Mãe de uma menina de 5 anos, Eleilza está grávida novamente e precisa caminhar vários metros carregando baldes de água potável para lavar, cozinhar e tomar banho. “Eu venho mais de cinco vezes por dia com o balde para carregar a água do poço e levar para casa. É bem cansativo”, conta.

“Populações tradicionais têm sido historicamente submetidas a condições inaceitáveis de exclusão e vulnerabilidades. A Covid-19 as acentua e agrava, especialmente por conta das limitações no acesso a água e saneamento, nas oportunidades de uma educação inclusiva e estimulante, e na assistência básica de saúde. Crianças e adolescentes quilombolas, e suas famílias, são nossas prioridades e de nossos parceiros. Com apoio da Unilever, temos conseguido estar presente com essas doações para que possam fazer frente à pandemia. É o nosso dever e é o direito de todos eles: ser assistidos de forma prioritária, com dignidade e respeito”, diz Ofelia Silva, chefe do escritório do UNICEF em São Luís.

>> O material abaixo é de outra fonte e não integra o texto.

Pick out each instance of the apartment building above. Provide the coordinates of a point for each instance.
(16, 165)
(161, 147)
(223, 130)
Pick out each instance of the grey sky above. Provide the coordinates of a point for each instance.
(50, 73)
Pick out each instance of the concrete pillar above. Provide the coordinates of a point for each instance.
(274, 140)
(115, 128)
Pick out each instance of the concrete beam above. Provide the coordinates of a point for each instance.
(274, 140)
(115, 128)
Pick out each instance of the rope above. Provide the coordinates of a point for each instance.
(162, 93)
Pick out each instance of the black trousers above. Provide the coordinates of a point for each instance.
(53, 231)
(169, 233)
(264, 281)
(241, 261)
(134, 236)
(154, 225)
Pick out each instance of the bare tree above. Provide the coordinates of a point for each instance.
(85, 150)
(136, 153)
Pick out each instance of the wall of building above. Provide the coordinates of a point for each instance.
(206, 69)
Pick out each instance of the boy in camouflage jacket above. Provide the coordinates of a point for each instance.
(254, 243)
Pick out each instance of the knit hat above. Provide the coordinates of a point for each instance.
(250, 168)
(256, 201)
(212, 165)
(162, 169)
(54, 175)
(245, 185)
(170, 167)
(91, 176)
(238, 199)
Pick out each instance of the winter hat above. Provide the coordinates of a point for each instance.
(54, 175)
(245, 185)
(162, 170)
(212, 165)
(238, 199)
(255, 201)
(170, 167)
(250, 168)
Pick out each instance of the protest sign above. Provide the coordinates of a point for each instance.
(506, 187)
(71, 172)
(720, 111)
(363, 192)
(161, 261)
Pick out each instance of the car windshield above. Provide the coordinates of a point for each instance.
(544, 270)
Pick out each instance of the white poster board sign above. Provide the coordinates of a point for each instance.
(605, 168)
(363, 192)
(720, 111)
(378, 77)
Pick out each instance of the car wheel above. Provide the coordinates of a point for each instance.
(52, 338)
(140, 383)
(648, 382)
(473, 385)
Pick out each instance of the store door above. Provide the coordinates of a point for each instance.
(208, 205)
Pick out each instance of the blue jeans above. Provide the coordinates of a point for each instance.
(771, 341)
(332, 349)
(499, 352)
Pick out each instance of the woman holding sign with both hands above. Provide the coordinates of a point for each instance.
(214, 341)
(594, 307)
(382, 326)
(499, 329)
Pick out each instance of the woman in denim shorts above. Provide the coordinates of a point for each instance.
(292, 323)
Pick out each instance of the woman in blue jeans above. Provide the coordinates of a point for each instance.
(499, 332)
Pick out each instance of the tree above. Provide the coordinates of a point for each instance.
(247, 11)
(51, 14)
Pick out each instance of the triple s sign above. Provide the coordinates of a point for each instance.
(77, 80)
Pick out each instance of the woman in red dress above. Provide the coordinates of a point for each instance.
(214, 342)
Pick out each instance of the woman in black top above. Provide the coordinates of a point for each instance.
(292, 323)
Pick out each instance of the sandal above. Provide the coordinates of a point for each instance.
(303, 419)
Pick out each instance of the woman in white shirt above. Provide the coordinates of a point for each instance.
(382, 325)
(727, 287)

A comunidade Santa Maria dos Pretos é um quilombo vizinho ao de Eleilza. “Aqui é área dos pretos, que ficou de herança”, explica Edmilson Campelo. Ele vive com a esposa, um filho de 18 anos e a neta de 6. Dois filhos mais velhos moram com as famílias no quintal da roça de Edmilson. Apesar de afastados da cidade, a família sente os efeitos da Covid-19.

“Na nossa comunidade não tivemos nenhum caso, mas sabemos que a qualquer hora pode chegar. A gente sobrevive da nossa lavoura do arroz, feijão, da mandioca, e vende farinha para comprar mistura, carne e remédio. Mas ficou tudo mais caro”, conta.